What to say of the 'winter of discontent'? For information see here and here and here and... need I go on? Look it up yourself and flavour according to taste. Accounts will be contentious but it was certainly cold.
For us personally these were tough years. We were very lucky to be able to rent a house in late 1973. It had been rented previously to American servicemen who had wrecked a door and kept a goat and a rusty car in the back garden. It had no phone and little heating. When my mother died in 1975 Clarissa's parents (whose house it had been) had to walk down the hill to tell us. Tom had been born in hospital at the end of 1973. We heated his room with a paraffin heater. Helen was born at home to an international choir of midwives in January 1976. By that time I had had three teaching jobs in three years, the first two part-time. Then came the run-up to the famously discontented winter.
The children were three and one respectively in 1977. My father had remarried that September. Our recorded conversations about the past had stopped for lack of private time. I had somehow (through being the older of the two new staff) become head of a two-person art department in a girls ex-grammar comprehensive school. Nevertheless I was still learning the art of teaching. On the other hand, miracle of miracles I had, on Peter Porter's recommendation, been picked up by Faber for the fourth of their Poetry Introduction series.
That was the good news but at the same time Clarissa developed a lump on the ear that was ignored by one doctor but was diagnosed as a tumour of the parotid gland by another so she had to go to hospital to have it removed in a tricky operation. The removal was successful - the tumour wasn't malignant - but it was a scary and anxious time.
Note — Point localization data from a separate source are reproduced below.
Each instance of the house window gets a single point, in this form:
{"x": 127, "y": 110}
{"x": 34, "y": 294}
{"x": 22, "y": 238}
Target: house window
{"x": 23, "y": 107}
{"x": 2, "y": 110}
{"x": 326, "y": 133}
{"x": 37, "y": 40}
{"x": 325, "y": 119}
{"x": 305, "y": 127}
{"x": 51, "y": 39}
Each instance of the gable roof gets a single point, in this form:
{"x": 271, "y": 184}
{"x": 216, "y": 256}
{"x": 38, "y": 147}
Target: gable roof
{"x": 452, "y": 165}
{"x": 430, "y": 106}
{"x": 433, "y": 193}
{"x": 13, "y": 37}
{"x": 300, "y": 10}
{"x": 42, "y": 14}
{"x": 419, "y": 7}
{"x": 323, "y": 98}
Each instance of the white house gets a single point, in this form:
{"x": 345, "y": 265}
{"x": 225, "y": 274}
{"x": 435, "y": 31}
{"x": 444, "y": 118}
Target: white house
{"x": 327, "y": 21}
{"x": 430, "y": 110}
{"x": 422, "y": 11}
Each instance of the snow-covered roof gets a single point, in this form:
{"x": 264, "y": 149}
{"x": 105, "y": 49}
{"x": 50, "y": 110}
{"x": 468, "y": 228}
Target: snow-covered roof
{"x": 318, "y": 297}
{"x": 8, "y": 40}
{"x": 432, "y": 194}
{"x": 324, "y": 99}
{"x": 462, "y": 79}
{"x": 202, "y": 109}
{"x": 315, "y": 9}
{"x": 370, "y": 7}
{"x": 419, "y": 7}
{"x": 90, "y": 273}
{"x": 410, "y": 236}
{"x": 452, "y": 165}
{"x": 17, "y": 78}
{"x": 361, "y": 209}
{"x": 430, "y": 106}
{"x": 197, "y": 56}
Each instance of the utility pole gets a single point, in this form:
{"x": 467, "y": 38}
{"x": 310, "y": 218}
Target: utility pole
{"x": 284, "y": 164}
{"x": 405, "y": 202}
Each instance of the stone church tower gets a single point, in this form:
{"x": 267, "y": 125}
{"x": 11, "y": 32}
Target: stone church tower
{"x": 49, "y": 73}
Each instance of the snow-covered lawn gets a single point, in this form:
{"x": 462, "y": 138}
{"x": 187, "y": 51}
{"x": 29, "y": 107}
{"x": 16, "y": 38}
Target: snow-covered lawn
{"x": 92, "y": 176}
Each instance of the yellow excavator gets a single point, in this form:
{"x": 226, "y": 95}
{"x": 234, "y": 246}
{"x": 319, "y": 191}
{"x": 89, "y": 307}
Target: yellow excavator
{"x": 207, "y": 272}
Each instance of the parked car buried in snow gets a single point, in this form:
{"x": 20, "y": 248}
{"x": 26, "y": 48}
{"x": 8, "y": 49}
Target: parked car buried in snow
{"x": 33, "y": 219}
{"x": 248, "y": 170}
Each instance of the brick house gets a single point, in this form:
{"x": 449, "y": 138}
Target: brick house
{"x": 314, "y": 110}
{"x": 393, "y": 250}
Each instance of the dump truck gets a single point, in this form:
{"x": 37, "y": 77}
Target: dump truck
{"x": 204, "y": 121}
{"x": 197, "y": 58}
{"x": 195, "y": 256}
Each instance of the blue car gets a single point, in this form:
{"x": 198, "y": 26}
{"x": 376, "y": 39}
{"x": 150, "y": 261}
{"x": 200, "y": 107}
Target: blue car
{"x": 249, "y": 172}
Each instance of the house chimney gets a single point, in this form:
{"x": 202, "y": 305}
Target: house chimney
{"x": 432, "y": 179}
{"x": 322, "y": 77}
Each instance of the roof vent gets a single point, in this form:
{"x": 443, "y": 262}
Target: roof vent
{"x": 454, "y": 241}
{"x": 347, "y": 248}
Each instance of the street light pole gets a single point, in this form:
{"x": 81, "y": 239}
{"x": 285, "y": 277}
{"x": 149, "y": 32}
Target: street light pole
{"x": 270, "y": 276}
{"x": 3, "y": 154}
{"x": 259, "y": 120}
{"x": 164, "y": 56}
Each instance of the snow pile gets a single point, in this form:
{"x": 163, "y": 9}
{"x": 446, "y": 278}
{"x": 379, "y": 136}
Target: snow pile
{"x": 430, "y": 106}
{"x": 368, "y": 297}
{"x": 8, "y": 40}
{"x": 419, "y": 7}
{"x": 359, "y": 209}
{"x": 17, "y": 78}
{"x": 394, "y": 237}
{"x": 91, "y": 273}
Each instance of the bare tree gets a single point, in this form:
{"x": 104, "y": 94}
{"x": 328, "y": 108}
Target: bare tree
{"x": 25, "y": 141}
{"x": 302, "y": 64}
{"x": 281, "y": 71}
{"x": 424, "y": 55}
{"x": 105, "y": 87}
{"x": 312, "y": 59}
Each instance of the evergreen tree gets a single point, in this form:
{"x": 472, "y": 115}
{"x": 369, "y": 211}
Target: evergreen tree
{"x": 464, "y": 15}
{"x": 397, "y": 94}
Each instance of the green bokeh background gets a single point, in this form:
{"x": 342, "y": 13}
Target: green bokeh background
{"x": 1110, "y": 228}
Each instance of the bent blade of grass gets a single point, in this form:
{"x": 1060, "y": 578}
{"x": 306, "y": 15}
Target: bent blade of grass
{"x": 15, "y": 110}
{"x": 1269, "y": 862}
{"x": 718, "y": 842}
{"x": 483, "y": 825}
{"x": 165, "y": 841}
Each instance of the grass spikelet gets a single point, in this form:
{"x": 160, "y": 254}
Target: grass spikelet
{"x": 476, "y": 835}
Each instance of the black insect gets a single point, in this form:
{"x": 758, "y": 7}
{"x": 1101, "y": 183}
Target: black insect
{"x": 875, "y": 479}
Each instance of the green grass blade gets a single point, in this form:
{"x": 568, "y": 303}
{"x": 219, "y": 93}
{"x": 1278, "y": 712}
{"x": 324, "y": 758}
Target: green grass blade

I took the Faber volume to her in hospital in the January of 1978 as she was recovering.
But the operation must have lowered her resistance for later in 1978 she caught mumps from Tom and it quickly turned to encephalitis. I was working full time by then and her mother came daily to nurse her. Her fever was high, she was in great pain, and there were times she was delirious. Had it not been for the help of her parents things might have turned out a great deal worse but over 1979 her health recovered and her art - she is herself an artist of course - was to recover a few years later. Back then, however, we were sliding towards a pretty scary winter with strikes in hospitals, schools, in waste disposal, in electricity, among lorry-drivers, firemen, and more.
Having, meanwhile, lost the general election intended to affirm government as the controlling power in 1974 the Tories had dropped Edward Heath and, in a revolutionary change in 1975, elected a woman as leader, which is something Labour have yet to do.
Labour limped on and lost the election in the wake of the winter of discontent and Margaret Thatcher became prime minister of the country on 4 May 1979. Butskellism was well and truly dead. For the first time since 1945 Britain had an ideological government. We are still living through the consequences of that.
I am steering clear of value judgments in an attempt to see what happened and to consider why things are as they are now.
What kind of vacuum has developed since 1979? Why is the Labour Party currently reconsidering its entire raison d'être? What has come to fill the vacuum?
1 comment:
Dear George
My wife Rusty (who is slightly older than me) asseverates that in the 1980s Britain became a selfish and uncaring society and has been that way ever since. I wouldn't dare to disagree with her!